HR, 14-09-1994, nr. 29 710
ECLI:NL:HR:1994:AA2952
- Instantie
Hoge Raad
- Datum
14-09-1994
- Zaaknummer
29 710
- LJN
AA2952
- Vakgebied(en)
Belastingrecht algemeen (V)
- Brondocumenten en formele relaties
ECLI:NL:HR:1994:AA2952, Uitspraak, Hoge Raad, 14‑09‑1994; (Cassatie)
- Wetingang
art. 16 Algemene wet inzake rijksbelastingen
- Vindplaatsen
FED 1994/680 met annotatie van E. Aardema
WFR 1994/1415, 2
V-N 1994/3064, 7 met annotatie van Redactie
Uitspraak 14‑09‑1994
Inhoudsindicatie
-
gewezen op het beroep in cassatie van X te Z tegen de uitspraak van het Gerechtshof te Arnhem van 1 juni 1993 betreffende na te melden aan hem over het jaar 1989 opgelegde aanslag tot navordering van inkomstenbelasting.

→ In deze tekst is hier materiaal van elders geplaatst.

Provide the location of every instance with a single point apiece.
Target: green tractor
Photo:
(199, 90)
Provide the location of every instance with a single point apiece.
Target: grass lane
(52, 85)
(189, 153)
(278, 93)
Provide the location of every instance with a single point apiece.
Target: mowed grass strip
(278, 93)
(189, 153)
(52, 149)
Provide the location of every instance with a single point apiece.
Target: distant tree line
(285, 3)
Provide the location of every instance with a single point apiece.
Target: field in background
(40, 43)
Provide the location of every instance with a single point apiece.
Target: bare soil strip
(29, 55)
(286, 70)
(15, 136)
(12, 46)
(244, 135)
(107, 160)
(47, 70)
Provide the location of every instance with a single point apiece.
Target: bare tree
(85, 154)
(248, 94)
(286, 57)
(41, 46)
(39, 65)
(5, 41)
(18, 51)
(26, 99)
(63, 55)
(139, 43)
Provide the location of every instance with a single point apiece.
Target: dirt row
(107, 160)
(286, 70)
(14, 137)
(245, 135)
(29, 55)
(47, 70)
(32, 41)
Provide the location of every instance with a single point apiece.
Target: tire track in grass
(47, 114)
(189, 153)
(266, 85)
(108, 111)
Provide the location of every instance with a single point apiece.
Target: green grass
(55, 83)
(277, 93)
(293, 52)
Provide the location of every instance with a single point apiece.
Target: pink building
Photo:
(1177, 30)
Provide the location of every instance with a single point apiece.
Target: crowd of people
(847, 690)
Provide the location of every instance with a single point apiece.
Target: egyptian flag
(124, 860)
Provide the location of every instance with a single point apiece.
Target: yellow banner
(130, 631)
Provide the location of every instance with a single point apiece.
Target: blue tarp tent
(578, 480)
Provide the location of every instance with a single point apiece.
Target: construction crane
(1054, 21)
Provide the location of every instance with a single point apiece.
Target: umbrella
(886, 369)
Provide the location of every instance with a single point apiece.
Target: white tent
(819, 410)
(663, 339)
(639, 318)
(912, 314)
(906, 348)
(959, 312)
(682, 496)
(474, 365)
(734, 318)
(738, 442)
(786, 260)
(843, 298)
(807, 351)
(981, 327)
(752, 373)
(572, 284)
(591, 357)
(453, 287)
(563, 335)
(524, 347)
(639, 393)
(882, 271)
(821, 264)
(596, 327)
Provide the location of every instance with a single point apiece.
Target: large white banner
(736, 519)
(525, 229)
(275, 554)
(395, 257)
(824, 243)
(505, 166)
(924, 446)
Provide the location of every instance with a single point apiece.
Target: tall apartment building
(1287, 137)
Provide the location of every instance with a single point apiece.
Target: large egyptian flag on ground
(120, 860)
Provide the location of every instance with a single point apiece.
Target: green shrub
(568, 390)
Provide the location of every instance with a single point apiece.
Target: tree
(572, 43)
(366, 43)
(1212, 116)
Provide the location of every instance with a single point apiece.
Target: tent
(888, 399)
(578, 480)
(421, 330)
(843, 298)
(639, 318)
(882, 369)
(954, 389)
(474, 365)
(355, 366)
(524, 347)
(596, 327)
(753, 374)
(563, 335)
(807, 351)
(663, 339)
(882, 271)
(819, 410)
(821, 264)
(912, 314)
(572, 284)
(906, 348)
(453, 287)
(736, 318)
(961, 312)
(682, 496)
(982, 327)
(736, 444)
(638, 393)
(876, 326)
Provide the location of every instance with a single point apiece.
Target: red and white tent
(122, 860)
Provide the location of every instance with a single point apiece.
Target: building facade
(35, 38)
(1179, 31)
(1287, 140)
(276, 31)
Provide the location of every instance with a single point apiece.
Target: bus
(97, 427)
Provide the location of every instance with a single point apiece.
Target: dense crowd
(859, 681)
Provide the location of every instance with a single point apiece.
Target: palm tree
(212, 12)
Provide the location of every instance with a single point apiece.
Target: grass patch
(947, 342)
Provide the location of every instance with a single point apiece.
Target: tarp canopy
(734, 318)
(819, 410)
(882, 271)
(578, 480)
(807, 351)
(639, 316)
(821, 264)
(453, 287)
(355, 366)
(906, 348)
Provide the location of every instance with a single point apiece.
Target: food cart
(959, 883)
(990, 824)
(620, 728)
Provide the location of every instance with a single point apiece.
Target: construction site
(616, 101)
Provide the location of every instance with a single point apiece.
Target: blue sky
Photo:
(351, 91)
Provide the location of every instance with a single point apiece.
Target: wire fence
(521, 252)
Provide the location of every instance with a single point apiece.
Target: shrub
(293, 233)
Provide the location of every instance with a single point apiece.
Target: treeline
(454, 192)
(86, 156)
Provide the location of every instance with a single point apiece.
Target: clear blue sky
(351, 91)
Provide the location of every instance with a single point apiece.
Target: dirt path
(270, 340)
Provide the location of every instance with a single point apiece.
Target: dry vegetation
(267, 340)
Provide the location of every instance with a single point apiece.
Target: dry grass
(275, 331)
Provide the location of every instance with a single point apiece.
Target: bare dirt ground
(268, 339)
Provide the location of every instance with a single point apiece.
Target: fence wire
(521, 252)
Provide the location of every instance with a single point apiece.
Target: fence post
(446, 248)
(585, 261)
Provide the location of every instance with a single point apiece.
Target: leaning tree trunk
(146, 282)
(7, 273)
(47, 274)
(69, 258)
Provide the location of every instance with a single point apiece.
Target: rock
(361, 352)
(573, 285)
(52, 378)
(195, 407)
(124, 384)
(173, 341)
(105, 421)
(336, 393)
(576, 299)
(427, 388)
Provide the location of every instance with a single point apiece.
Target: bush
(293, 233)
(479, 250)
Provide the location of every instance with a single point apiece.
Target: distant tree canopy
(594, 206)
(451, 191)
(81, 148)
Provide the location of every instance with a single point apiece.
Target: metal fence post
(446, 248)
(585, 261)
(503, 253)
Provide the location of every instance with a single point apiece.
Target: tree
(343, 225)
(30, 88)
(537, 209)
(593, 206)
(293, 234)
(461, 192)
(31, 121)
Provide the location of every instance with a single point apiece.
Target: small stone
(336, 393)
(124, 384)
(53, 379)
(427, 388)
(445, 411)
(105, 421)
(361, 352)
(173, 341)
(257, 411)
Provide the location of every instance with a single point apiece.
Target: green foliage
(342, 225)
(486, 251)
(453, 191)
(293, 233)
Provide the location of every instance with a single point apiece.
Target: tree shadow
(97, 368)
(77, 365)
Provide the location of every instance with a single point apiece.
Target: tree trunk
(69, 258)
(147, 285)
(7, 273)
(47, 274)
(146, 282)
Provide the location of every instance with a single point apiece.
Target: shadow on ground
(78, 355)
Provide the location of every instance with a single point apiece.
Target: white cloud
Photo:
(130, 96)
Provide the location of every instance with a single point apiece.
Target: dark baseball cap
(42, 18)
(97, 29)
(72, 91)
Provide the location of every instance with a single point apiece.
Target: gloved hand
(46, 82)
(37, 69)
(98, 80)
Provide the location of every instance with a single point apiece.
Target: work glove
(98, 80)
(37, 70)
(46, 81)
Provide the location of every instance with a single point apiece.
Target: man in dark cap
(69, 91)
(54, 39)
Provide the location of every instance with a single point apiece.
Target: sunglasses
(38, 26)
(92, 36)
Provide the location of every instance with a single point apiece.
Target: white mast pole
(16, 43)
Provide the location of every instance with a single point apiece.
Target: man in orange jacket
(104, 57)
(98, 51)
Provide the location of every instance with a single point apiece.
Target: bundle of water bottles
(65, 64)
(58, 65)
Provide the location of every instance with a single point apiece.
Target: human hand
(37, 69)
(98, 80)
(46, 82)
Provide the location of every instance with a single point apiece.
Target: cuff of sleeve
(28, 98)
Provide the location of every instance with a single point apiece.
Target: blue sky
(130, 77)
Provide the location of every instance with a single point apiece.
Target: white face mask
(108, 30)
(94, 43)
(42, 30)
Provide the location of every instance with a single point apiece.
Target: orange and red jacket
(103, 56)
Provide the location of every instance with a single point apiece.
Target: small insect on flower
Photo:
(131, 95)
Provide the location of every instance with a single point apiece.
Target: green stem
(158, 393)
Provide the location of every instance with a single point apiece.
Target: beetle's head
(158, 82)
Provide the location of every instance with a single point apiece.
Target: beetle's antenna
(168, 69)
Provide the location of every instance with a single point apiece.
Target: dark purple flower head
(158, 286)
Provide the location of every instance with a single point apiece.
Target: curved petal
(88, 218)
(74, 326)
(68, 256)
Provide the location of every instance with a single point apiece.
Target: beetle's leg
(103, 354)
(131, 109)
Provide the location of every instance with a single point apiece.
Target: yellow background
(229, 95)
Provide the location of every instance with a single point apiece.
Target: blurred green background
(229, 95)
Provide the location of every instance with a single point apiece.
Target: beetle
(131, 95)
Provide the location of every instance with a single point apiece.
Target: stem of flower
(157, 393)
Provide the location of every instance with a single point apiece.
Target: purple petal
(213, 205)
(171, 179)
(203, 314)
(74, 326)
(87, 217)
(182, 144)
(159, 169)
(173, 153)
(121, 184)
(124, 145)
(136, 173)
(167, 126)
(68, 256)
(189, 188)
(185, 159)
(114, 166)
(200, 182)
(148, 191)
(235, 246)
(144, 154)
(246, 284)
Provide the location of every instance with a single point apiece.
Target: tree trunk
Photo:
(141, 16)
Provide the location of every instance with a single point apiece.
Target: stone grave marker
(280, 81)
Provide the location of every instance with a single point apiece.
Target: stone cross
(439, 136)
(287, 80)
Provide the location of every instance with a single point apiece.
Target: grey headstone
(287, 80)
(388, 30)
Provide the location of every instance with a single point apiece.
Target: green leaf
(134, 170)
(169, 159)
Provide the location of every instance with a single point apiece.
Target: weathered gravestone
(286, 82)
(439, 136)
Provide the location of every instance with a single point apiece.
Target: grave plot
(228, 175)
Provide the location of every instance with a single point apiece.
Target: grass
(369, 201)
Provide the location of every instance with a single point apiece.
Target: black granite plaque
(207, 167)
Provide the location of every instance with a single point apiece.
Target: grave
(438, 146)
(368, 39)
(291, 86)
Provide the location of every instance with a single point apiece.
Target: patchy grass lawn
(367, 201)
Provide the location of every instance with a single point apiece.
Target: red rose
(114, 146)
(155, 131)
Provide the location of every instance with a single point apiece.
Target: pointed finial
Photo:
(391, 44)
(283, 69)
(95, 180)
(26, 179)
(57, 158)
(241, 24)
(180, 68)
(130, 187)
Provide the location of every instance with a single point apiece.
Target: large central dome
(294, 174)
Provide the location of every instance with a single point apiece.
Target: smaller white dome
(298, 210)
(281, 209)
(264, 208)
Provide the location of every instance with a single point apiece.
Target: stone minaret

1. Aanslag, navorderingsaanslag en geding voor het Hof Aan belanghebbende is aanvankelijk voor het jaar 1989 een aanslag in de inkomstenbelasting opgelegd naar een belastbaar inkomen van f 110.440,-- met inachtneming van een bedrag aan te verrekenen loonbelasting van f 29.989,--. Vervolgens is hem over dat jaar een navorderingsaanslag opgelegd naar een belastbaar inkomen van f 110.440,--, zonder verrekening van een bedrag aan loonbelasting. Belanghebbende is van de navorderingsaanslag in beroep gekomen bij het Hof. Het Hof heeft die aanslag gehandhaafd. De uitspraak van het Hof is aan dit arrest gehecht.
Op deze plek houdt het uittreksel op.